Erika felt a firm hand on her shoulder, but instead of being detained, she found herself pulled backward, and Hina moved between her and Sachiko.

“You can trust her. We either all go home, or none of us do.”

“Don’t think I won’t kill you too. Emotions have no place in these kinds of decisions. I’d sacrifice anyone, even Macchan, to secure peace.”

It was Yasu who ended up breaking the stalemate. Approaching silently from the Russian segment, she grabbed a fistful of Sachiko’s hair and pulled back hard. Placing her free hand on Sachiko’s forearm, she prevented Sachiko from swinging the knife around.

Stupidity has no place in these kinds of decisions. Erika’s a dog who wags her tail for the government, remember? They won’t want it known, so she’ll keep quiet. You, on the other hand, are a loose cannon who threatened Hina, forgetting I’ve been behind you the entire time.”
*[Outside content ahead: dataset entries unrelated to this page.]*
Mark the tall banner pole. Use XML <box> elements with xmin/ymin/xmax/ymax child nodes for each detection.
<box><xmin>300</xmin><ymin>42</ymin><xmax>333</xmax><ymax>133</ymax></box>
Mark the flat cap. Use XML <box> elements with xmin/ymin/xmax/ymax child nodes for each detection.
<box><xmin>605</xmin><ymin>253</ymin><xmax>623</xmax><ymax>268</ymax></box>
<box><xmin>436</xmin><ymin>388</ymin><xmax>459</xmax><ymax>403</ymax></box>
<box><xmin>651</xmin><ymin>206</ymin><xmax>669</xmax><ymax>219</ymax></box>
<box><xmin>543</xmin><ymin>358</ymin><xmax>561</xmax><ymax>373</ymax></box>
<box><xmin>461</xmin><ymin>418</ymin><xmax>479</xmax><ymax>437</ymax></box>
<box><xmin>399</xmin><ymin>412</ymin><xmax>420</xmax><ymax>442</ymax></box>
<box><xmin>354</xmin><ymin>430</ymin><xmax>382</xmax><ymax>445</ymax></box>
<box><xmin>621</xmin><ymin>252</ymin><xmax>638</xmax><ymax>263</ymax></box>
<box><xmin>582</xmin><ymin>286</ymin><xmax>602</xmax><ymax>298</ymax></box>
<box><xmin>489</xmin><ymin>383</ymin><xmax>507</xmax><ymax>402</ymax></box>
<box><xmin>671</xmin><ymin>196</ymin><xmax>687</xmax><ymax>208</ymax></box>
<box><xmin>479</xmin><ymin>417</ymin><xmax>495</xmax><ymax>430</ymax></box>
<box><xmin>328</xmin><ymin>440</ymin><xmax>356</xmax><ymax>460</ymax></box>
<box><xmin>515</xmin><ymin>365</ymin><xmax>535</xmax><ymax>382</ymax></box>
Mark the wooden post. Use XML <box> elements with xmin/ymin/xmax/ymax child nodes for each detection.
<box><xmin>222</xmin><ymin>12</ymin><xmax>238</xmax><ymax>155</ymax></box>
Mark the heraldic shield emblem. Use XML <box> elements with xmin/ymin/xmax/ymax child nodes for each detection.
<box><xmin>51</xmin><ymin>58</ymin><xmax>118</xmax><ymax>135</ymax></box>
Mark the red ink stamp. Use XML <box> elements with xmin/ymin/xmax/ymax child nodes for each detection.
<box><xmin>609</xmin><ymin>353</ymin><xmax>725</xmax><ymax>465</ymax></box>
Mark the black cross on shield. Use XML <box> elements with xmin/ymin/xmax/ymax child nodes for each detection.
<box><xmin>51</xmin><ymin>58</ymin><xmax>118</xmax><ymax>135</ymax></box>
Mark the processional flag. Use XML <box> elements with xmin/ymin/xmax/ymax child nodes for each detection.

“OK, you’re right. I’m sorry. Look, I’m dropping the knife.”

“If you ever threaten Hina again—”

“I won’t! I won’t! I didn’t want to in the first place, you know that.”

“Good.” She released Sachiko and pushed her towards Maeko, picked the knife out of the air, and approached Hina. “Hold on to this, just in case she tries something.”

“Alright, I will, but calm down, OK? We’re all friends here. It was just a misunderstanding.”

As if snapping out of a trance, Yasu realized where she was and what she had done. Hina was right in front of her, breathing heavily. She wasn’t sure exactly what Hina was feeling, but she did know that Hina was looking straight at her. That was good enough for Yasu.

With the last of her fading courage, she put her hand around the back of Hina’s head and pulled their lips together. It was an awkward, forceful kiss. Yasu had no experience, and Hina was too shocked to cooperate. Breaking the kiss, she studied Hina’s face intently, looking for any indication that her feelings had gotten through.

Maybe it was her imagination, but Hina’s cheeks looked just the slightest bit redder. Despite everything, the violence, the threats, and the floating corpses spewing blood into the air, she had managed to make Hina blush.

And that was what was truly important.